Nach dem Abkommen zwischen Regierung und FARC vor einem Jahr sehen viele Menschen in Kolumbien den Friedensprozess skeptisch. Erhebungen zufolge steht die Hälfte von ihnen nicht hinter dem Abkommen. „Der Papst wird“, so sagt Urbina, „ein guter Gesprächspartner für alle Menschen in Kolumbien sein, für die, die ja gesagt haben und für die, die nein gesagt haben.“ Beim Referendum, das Präsident Santos letzten Oktober angestrengt hatte, fiel eine ganz knappe Entscheidung gegen das Abkommen. Die einflussreiche katholische Kirche hatte die Kolumbianer im entscheidenden Moment nicht zum „Ja“ aufgerufen, sondern zu einer „Gewissensentscheidung“. Erzbischof Urbina kann dem unter Mitwirkung  der Kirche gescheiterten Referendum im Nachhinein etwas Positives abgewinnen: „Partei zu ergreifen vor der Abstimmung wäre schlimmer gewesen. Das Nein führte zu einer Revision der Verhandlungen. Aus etwas Schlechtem wurde etwas Gutes.“

Taufakte als einzige Dokumente, die Landbesitz nachweisen

Der Kern des Abkommens, der Kern des Konflikts in Kolumbien ist die Frage des Landes. „Die Böden gehören oft mehreren Menschen zugleich, sie haben kein Eigentum daran; die Reorganisation kann der Kern neuer Gewalt sein“, erklärt der Vorsitzende der Bischofskonferenz. „Die Kirche jedenfalls ist die einzige Organisation, die wirklich überall ist.

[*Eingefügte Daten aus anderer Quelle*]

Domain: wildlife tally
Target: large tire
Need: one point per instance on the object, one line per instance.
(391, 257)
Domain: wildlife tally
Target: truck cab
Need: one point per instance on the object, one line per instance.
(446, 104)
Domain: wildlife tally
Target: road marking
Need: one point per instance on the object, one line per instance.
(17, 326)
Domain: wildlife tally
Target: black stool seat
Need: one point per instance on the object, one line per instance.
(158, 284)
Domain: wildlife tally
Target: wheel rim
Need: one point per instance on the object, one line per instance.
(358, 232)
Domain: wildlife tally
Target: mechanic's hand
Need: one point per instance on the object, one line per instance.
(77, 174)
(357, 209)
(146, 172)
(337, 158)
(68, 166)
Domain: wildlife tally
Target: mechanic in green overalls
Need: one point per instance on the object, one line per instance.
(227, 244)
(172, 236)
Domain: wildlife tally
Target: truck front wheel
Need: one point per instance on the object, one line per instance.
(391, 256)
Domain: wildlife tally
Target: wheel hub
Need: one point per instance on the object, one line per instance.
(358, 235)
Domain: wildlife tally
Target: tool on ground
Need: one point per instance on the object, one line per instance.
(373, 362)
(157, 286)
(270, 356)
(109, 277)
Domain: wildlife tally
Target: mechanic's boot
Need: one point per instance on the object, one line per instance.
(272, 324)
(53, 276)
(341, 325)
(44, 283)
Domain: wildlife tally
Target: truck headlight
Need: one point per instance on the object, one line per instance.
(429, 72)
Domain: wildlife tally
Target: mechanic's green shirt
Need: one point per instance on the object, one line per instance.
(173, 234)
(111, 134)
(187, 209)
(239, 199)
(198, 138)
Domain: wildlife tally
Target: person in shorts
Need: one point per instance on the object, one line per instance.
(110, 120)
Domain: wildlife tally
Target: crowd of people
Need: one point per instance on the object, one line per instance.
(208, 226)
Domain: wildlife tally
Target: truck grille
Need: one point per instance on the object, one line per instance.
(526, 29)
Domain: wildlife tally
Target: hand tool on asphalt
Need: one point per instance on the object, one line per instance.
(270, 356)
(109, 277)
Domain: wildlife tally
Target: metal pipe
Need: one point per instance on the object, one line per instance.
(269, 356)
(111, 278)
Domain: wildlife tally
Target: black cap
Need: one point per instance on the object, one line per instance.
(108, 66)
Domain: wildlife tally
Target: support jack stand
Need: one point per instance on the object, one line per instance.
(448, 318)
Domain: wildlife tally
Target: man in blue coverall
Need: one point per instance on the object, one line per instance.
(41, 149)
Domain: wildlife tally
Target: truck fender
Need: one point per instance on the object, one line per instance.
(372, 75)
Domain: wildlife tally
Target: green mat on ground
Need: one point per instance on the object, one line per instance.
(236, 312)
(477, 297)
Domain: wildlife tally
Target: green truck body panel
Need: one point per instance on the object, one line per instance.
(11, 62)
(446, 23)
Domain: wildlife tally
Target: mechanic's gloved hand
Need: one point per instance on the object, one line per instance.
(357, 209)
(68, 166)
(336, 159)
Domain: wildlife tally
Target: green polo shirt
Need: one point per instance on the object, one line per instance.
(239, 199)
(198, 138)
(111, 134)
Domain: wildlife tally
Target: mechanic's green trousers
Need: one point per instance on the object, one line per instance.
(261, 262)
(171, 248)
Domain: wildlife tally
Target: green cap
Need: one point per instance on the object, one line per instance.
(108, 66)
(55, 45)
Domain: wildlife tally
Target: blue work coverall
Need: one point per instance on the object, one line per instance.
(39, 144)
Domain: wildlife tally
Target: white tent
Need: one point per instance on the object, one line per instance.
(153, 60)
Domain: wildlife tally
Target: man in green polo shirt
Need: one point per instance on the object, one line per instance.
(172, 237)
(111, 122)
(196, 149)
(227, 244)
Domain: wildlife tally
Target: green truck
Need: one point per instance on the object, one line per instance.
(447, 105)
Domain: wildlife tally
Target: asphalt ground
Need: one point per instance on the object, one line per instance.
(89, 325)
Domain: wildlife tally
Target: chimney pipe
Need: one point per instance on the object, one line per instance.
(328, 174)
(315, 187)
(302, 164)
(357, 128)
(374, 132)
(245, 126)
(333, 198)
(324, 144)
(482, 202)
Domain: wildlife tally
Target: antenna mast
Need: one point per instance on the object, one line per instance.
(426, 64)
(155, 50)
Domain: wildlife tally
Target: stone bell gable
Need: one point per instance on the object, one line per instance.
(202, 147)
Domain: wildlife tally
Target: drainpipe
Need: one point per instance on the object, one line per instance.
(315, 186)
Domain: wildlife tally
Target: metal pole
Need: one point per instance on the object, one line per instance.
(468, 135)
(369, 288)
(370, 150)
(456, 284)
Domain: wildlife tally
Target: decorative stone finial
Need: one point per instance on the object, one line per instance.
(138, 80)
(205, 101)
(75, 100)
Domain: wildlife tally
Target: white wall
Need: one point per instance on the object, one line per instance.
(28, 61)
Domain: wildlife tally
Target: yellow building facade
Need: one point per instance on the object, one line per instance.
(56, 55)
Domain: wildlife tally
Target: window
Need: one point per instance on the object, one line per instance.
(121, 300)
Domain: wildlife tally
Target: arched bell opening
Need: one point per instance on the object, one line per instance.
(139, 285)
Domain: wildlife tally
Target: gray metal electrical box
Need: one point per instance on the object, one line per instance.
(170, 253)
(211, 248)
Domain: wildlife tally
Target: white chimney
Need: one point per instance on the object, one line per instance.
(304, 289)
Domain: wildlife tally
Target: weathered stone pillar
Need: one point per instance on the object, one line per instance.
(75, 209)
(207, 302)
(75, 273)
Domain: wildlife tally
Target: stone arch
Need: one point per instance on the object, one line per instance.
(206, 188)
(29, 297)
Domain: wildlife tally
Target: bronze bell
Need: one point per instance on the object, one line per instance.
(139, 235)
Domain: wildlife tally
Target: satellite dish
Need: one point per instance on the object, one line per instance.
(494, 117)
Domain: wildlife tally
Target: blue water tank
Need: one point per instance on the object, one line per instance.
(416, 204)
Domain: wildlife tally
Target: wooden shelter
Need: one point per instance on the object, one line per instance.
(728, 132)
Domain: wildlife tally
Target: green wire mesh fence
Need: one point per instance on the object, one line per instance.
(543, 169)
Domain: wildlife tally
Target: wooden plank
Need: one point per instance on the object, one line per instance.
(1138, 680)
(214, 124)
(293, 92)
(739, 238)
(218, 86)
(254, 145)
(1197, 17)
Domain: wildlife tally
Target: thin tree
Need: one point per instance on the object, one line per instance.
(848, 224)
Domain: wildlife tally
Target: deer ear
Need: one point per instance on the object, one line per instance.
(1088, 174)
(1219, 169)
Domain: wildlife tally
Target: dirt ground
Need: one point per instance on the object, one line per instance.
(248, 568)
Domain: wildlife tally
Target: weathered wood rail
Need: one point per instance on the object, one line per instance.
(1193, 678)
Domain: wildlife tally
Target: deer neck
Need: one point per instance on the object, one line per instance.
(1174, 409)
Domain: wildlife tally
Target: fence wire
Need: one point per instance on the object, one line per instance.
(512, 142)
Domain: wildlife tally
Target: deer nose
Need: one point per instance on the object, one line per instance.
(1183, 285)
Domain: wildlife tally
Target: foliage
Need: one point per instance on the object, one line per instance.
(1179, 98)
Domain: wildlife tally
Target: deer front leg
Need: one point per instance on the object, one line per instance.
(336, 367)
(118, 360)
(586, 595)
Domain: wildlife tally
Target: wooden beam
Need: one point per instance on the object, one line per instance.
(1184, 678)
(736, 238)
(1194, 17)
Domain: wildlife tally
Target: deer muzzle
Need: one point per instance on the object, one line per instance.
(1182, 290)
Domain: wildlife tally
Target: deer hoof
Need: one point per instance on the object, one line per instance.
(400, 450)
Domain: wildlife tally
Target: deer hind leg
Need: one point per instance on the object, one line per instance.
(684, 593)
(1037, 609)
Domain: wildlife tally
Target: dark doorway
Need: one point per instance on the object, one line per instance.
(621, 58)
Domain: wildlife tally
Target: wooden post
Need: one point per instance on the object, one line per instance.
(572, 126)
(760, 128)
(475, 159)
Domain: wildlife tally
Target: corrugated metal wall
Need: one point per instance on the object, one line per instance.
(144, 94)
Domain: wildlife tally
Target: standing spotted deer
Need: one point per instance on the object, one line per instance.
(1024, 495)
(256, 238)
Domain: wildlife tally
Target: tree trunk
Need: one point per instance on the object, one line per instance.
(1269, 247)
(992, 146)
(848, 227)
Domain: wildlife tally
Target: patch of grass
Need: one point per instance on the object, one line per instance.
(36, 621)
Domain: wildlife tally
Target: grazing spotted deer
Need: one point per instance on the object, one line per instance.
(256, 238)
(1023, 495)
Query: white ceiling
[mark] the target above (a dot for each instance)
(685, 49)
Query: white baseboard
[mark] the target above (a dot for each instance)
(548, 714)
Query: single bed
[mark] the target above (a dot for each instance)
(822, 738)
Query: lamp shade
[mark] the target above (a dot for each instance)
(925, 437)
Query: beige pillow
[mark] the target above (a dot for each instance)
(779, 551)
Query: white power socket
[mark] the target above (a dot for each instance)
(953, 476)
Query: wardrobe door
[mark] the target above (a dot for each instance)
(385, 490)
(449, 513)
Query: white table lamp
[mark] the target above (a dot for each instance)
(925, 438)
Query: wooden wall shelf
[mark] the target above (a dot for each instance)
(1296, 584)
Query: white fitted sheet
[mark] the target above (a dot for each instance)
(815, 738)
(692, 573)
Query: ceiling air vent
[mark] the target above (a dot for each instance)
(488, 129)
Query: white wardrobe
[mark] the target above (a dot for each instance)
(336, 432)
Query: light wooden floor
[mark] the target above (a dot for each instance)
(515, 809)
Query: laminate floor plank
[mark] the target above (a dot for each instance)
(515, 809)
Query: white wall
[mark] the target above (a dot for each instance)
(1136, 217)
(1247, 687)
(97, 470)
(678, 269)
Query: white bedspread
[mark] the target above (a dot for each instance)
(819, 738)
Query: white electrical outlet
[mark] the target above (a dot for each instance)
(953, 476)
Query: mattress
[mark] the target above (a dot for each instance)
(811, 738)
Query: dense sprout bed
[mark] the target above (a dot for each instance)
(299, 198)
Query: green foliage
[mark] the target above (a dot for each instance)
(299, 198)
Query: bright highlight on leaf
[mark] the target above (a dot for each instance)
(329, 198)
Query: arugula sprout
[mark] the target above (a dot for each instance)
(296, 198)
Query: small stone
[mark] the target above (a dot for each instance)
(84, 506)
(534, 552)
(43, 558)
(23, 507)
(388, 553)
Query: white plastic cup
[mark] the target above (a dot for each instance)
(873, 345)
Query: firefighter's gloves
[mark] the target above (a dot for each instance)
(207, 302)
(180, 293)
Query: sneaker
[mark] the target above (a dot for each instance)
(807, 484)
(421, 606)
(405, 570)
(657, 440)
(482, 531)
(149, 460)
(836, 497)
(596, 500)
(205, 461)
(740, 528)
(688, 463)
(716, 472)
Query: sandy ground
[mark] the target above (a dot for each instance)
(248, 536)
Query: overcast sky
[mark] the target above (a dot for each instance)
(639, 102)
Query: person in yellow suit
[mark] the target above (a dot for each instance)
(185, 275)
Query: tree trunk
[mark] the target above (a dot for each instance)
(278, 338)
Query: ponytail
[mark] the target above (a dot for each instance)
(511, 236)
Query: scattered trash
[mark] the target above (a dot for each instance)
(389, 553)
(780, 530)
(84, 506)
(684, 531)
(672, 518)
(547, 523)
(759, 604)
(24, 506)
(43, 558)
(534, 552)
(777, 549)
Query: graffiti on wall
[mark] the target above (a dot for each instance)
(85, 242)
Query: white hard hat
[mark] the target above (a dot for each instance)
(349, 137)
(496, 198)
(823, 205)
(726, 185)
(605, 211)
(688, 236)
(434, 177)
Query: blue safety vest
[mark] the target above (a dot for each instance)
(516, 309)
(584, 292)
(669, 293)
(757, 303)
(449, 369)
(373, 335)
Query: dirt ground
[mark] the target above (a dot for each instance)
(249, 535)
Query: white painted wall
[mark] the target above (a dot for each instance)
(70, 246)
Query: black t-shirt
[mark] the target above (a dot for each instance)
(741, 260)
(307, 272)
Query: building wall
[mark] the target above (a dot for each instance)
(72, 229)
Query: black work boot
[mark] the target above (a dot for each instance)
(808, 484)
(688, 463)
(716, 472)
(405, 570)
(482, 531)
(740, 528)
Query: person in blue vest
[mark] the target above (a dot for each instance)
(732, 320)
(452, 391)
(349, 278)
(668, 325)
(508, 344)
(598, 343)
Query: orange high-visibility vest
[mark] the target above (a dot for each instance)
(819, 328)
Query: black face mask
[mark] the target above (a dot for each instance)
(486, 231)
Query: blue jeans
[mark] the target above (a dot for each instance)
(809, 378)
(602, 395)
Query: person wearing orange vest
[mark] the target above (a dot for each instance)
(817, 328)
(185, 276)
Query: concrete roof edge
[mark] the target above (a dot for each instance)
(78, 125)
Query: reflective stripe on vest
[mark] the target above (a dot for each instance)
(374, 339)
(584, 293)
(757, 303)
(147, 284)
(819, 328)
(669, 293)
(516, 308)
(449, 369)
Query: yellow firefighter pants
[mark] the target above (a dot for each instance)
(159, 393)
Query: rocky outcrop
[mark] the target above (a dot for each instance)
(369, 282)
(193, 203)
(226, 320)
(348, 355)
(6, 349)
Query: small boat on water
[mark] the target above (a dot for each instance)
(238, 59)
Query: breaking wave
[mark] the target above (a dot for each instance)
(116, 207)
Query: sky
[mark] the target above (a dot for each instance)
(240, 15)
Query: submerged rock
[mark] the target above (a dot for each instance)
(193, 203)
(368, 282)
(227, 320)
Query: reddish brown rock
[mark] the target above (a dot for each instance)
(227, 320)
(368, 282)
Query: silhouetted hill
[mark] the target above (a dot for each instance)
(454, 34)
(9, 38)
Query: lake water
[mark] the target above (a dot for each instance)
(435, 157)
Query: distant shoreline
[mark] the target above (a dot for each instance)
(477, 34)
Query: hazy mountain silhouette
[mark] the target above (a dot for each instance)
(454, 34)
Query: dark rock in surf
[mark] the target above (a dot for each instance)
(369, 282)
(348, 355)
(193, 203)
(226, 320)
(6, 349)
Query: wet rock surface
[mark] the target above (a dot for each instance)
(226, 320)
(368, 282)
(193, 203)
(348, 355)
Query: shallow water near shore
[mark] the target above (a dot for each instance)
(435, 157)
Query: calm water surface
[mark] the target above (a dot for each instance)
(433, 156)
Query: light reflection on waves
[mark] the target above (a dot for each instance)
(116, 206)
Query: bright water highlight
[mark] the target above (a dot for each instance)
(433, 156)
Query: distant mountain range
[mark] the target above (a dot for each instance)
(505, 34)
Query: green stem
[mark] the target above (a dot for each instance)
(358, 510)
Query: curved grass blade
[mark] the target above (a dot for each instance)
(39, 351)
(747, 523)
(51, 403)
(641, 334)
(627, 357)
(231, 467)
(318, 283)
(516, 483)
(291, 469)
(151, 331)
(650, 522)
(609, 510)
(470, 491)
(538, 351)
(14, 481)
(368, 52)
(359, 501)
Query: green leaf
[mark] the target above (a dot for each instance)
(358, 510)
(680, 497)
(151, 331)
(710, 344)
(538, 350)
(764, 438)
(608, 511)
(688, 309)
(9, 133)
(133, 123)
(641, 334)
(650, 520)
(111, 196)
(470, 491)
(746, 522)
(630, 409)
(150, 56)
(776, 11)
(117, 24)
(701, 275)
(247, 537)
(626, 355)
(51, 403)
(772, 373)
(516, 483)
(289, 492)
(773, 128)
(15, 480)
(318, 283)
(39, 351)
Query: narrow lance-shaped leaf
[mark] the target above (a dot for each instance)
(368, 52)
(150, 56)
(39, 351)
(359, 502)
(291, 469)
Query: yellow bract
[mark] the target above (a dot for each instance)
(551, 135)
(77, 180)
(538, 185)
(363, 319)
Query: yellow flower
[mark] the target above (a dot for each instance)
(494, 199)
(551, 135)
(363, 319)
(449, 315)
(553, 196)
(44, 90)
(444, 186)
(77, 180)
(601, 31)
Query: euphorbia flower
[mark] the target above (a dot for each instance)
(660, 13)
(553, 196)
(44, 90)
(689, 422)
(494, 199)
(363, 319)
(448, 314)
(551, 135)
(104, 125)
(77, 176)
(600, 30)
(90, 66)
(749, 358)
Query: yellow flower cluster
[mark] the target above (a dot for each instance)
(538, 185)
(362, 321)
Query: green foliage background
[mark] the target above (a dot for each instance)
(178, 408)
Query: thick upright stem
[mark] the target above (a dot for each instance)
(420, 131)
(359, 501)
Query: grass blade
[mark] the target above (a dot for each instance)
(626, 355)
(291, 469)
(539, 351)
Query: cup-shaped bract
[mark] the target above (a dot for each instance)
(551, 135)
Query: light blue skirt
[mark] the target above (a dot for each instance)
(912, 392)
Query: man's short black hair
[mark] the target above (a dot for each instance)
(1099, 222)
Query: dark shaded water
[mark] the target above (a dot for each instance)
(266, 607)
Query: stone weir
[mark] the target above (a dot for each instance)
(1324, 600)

Und das ist hilfreich. Zum Beispiel sind Taufakte oft die einzigen Dokumente, die beweisen können, dass diese und jene Familie da seit Jahrzehnten gelebt hat.“

Die Konflikte in Kolumbien sind sehr tief verwurzelt, sagt Urbina: „Kolumbien ist ein Land, das von Anfang an im Krieg war. Und Lösungen waren immer nur Scheinlösungen, die neue Konflikte hervorgebracht haben: die Nicht-Inklusion der Bauern führte zur Gründung der FARC. Die erste Agrarreform blieb unrealisiert, und deshalb schlossen die campesinos, die Kleinbauern, sich zusammen – 80 Prozent der Menschen in Kolumbien sind campesinos. Wir haben aber heute mehr Bewusstsein und mehr Mittel als früher. Das hilft.“ Und selbstkritisch räumt der Vorsitzende der Bischofskonferenz ein: „Die Kirche muss ihre soziale Rolle noch besser entwickeln als bisher. Bisher war es eher Fürsorge.“

Kolumbien könnte so reich sein…

Dabei hat das Land gewaltige Ressourcen. Kolumbien könnte ein reiches Land sein. Es hat Bodenschätze und eine Artenvielfalt, an die, bezogen auf die Fläche, nicht einmal Brasilien heranreicht. In seiner Bischofsstadt Villavicencio hat der Erzbischof jüngst ein Treffen zur Papstenzyklika „Laudato Si“ veranstaltet, mit dem Ziel, „ein Gefühl für die Erde zu entwickeln“, wie er sagt: „denn die Versöhnung im Land geht von den Opfern aus, und sie geht von der Erde aus.“

In den weiten, kaum besiedelten Landstrichen im Süden und Osten Kolumbiens leben an die 90 indigene Völker. Diese Gebiete werden jetzt gerade ansatzweise entwickelt. Ein Problem dort ist illegales Schürfen. Was aber dort wohl zunehmen wird, ist der Ausverkauf des Landes an internationale Bergbaukonzerne. „Wir als Bischofskonferenz verfolgen da jeweils lokal unterschiedliche Strategien“, sagt Erzbischof Urbina. „Wo die Bevölkerung sich dagegenstellt, da muss die Regierung eine neue Regelung finden. Die Zerstörung der Umwelt hat immer soziale Auswirkungen, vor allem für die Ärmsten. Das genau sagt Laudato si.“

Und wie stehen die Bischöfe zur nächsten Präsidentenwahl?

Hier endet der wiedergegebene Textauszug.